Der Wahlkrimi im Wallis – er ist gehässiger, verzwickter, spannender und chaotischer als jemals zuvor. Für Darbellay geht es um alles. Misslingt die Wahl, stünde er vor dem politischen Aus. 

So oder so dürfte er aber vor allem erleichtert sein, wenn der Wahlkampf endlich vorbei ist.

Das sagen Walliser Prominente zum Wahlkrieg

Pascal Couchepin, alt FDP-Bundesrat: «Es ist unmöglich, den Wahlausgang vorherzusehen. Es gibt zu viele Kandidaten und es hat viele nicht absehbare Ereignisse gegeben. Der Wahlkampf ist heftig, weil die SVP wie eine Sekte auftritt und die CVP die Mehrheit im Parlament vor vier Jahren verloren hatte. Vor 30 oder 40 Jahren haben die Parteien aber auch in dieser Intensität gekämpft. Darbellay wird die Wahl gelingen, allerdings mit mehr Schwierigkeiten als er vor einem Jahr gedacht hat.»

Christian Constantin, Präsident FC Sion: «Im Endeffekt wird die Affäre um das uneheliche Kind insofern keine Konsequenzen für Christophe Darbellay haben, als dass ich davon ausgehe, dass er gewählt werden wird.

Foto: EQ Images

Aber nicht ohne Weiteres, es wird kompliziert werden und Darbellay wird richtig kämpfen müssen für seine Wahl. Der erste Wahlgang wird da schon sehr entscheidend sein. Doch am Schluss wird es einen Final zwischen ihm und Nicolas Voide geben, den der ehemalige CVP-Präsident für sich entscheiden wird.»

Art Furrer, Ski-Legende und Hotelier: «Dieser Wahlkampf im Wallis ist einzigartig hart.
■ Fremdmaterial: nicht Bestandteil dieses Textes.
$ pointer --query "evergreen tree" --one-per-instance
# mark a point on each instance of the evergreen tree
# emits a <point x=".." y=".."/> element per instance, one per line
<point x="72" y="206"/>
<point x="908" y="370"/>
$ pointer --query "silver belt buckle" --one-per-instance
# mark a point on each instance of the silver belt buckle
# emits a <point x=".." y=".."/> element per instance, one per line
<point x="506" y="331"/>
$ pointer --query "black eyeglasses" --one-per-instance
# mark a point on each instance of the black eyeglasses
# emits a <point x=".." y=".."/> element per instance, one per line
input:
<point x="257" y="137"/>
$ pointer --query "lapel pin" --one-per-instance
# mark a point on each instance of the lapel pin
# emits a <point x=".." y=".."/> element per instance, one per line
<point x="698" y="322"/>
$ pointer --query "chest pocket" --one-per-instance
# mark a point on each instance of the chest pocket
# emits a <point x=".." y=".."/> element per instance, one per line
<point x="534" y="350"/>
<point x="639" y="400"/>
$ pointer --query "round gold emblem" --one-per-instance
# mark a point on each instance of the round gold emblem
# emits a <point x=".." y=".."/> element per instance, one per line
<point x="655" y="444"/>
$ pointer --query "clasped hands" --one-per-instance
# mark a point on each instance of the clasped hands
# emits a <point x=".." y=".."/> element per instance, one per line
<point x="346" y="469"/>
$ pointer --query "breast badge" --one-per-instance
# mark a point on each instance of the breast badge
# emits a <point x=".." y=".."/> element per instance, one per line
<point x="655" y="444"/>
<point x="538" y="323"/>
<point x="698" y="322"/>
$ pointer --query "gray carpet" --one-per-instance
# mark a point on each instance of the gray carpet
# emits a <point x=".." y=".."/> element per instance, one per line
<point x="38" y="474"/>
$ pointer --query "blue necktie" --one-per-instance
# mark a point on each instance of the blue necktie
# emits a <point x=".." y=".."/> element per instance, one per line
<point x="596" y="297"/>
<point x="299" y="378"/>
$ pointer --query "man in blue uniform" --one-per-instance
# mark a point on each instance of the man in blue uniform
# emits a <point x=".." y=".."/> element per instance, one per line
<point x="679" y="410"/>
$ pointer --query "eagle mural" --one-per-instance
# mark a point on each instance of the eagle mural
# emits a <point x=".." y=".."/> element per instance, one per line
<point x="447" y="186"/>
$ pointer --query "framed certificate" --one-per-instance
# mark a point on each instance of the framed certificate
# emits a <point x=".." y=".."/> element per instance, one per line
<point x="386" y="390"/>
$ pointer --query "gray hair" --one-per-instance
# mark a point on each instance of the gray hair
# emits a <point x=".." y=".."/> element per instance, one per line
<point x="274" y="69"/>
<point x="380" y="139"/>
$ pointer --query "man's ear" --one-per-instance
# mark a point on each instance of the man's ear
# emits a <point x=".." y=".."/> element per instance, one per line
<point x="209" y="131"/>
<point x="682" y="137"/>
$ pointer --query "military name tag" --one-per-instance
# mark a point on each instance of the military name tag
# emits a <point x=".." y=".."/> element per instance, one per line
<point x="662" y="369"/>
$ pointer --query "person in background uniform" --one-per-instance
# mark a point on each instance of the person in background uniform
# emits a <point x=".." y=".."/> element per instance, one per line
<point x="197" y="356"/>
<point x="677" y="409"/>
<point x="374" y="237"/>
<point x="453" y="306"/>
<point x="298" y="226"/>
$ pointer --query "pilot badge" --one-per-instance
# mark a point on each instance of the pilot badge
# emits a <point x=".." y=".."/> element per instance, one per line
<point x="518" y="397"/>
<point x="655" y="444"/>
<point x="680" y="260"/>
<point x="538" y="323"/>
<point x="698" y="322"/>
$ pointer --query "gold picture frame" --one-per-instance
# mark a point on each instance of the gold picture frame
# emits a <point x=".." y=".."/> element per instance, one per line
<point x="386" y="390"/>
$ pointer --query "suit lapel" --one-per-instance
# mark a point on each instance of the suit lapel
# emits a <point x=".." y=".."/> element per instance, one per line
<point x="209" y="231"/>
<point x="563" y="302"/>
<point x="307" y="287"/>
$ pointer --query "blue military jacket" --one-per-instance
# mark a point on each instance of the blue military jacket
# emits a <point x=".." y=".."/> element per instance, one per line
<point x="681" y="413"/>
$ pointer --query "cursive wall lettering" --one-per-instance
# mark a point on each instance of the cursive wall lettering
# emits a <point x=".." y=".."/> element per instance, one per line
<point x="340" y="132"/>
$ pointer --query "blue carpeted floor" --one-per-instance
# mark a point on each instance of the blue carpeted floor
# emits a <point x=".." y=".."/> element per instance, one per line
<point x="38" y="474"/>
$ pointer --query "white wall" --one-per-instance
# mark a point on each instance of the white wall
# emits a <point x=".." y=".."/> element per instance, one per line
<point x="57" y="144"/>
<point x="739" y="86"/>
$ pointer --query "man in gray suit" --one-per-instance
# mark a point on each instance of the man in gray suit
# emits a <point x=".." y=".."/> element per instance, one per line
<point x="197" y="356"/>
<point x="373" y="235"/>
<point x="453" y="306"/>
Ich gehe davon aus, dass diesmal das Kalkül der Strategen, die im Weinkeller ihre Spiele ausgeheckt haben, nicht aufgehen.

Hotelier Art Furrer.

Dies, weil sich der Zweikampf zwischen Darbellay und Freysinger stark zugespitzt hat. Darbellay war beteiligt, als Christoph Blocher als Bundesrat abgewählt wurde. Klar, dass für Freysinger jetzt die Stunde der Rache kommt. Die Zeit der Querschüsse ist noch nicht vorbei.»